Marriott (Starwood database) hacked. 500 million affected ...

It's a recurring story. There is no way to stop this as the people doing it have unlimited time and/or money or are working "under the gun" so to speak. The reward is very high and the risk is of getting caught is near zero especially if they are outside of the developed world or in China. Organized crime is in on this new racket.
 
JimH2 said:
It's a recurring story. There is no way to stop this as the people doing it have unlimited time and/or money or are working "under the gun" so to speak. The reward is very high and the risk is of getting caught is near zero especially if they are outside of the developed world or in China. Organized crime is in on this new racket.

No, it's actually very easy to stop.  Outlaw stores/businesses/doctor offices from collecting and storing data on people.  They do not need it for anything. They collect it often for no reason, or because it's just something they can do, or they want to use it to sell information on you, or target marketing etc.  The world functioned just fine before they had this information or a way to store it. You don't even need to go back very far, just 20-25 years ago none of this was happening, as business just didn't have electronic means to store it, nor did they care too.  We have no gone so far where almost everyone thinks nothing of giving businesses various information and thinks they have to.  When a business ask for information, tell them no.  I do this all the time, they often grumble or act like they don't understand or there will be an issue, but there isn't.  Often it ends up being "uh you are going to have to keep your receipt".

What is hard to stop is business/entities building up this information with no consent/input from you.  Such as the credit score companies.

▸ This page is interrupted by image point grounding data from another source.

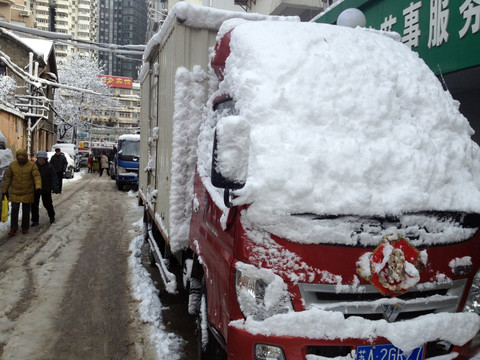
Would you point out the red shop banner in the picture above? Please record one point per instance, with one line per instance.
(116, 81)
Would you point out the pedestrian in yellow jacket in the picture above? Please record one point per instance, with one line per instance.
(23, 179)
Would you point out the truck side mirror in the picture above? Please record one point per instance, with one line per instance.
(230, 153)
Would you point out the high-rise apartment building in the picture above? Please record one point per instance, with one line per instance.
(122, 22)
(74, 17)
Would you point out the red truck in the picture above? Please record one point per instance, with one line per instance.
(316, 185)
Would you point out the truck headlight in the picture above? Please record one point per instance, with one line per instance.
(473, 299)
(260, 293)
(473, 305)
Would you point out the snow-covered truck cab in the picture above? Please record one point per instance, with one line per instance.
(343, 233)
(343, 221)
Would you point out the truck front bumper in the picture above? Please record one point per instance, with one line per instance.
(127, 179)
(323, 339)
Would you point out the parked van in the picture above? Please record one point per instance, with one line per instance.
(70, 149)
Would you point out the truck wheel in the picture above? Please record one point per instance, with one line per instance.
(207, 346)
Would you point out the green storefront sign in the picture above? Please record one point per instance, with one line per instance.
(445, 33)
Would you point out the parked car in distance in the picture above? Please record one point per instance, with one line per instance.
(70, 149)
(69, 172)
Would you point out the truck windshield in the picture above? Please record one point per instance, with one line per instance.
(129, 147)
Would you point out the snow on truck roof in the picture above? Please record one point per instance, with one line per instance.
(203, 17)
(131, 137)
(344, 121)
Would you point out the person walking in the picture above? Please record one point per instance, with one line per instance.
(90, 163)
(23, 180)
(104, 164)
(49, 184)
(59, 162)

Or companies  face scanning you soon as you enter the store with no information up before entering they do this.

Also stop signing up for rewards/membership programs.  Those are just data mining operations.

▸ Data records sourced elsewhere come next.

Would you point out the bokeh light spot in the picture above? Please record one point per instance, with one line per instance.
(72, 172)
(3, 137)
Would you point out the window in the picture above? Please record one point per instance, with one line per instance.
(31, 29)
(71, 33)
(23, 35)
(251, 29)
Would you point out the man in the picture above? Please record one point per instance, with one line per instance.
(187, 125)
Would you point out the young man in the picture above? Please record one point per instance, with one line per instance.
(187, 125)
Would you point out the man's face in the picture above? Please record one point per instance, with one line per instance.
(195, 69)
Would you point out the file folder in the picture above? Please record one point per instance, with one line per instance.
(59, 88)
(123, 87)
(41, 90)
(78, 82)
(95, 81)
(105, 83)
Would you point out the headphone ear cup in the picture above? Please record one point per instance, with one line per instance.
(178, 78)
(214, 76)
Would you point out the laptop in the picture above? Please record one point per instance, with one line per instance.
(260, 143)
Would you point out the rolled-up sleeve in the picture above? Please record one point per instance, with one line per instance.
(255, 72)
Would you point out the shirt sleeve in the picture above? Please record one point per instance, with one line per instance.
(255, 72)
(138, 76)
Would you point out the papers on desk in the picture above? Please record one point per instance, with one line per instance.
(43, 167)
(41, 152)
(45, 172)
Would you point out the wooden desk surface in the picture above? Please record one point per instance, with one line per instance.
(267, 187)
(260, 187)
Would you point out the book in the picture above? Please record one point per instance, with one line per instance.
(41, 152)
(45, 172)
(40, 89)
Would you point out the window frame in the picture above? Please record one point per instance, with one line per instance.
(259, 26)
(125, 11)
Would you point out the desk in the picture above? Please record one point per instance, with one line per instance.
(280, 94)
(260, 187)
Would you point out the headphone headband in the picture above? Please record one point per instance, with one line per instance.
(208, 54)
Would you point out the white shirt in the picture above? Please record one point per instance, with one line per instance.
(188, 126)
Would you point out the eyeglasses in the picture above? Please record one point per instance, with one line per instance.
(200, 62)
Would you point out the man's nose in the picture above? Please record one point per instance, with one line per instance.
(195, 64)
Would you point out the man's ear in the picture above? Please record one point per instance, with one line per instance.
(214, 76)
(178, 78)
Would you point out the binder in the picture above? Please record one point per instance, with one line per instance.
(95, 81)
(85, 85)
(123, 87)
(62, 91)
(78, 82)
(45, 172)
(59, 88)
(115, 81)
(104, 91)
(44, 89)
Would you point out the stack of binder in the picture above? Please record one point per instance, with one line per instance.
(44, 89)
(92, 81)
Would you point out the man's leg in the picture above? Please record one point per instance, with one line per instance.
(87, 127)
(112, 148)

Look how many people here even keep asking about checking tool registration.  They forget/don't realize that requiring registration or similar for warranties is illegal.  You never have to register for a warranty.  Even if you truly trust a company not to do anything with the data, it's still been produced and sitting on a computer thus someone will hack into it.  If it's electronic data, it is fundamentally unsecured.

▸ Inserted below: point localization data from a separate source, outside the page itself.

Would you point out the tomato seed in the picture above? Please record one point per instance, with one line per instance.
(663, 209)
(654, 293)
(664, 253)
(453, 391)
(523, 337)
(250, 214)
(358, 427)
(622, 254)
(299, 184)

The EU is way ahead on this, as the US basically has nothing stopping this.  The newest form of the EU laws went as far as they could by putting requirements in place on companies outside the EU working in the EU.

These issues are in fact easy to stop, people just need to stop for a moment and understand how basic the root cause is.  It's not about adding more security/passwords/etc.  It's about not creating the information in the first place.  No data in computers, no data to steal.
 
DeformedTree said:
No, it's actually very easy to stop...

Couldn't agree more.

Another thing that's needed is a shift in thinking, and thus the law, to underscore that this is MY data that the companies are storing, not theirs. Once this shift occurs -- and gives me the right to sue for damages if they don't take care of MY data -- then things could change dramatically.

GDPR in Europe is a step in the right direction, but much more is needed. Targeted advertising should be made illegal: that would take away the business case for keeping most of this data. (And as a by-product, this would stop people living in "bubbles" that leads to polarisation.)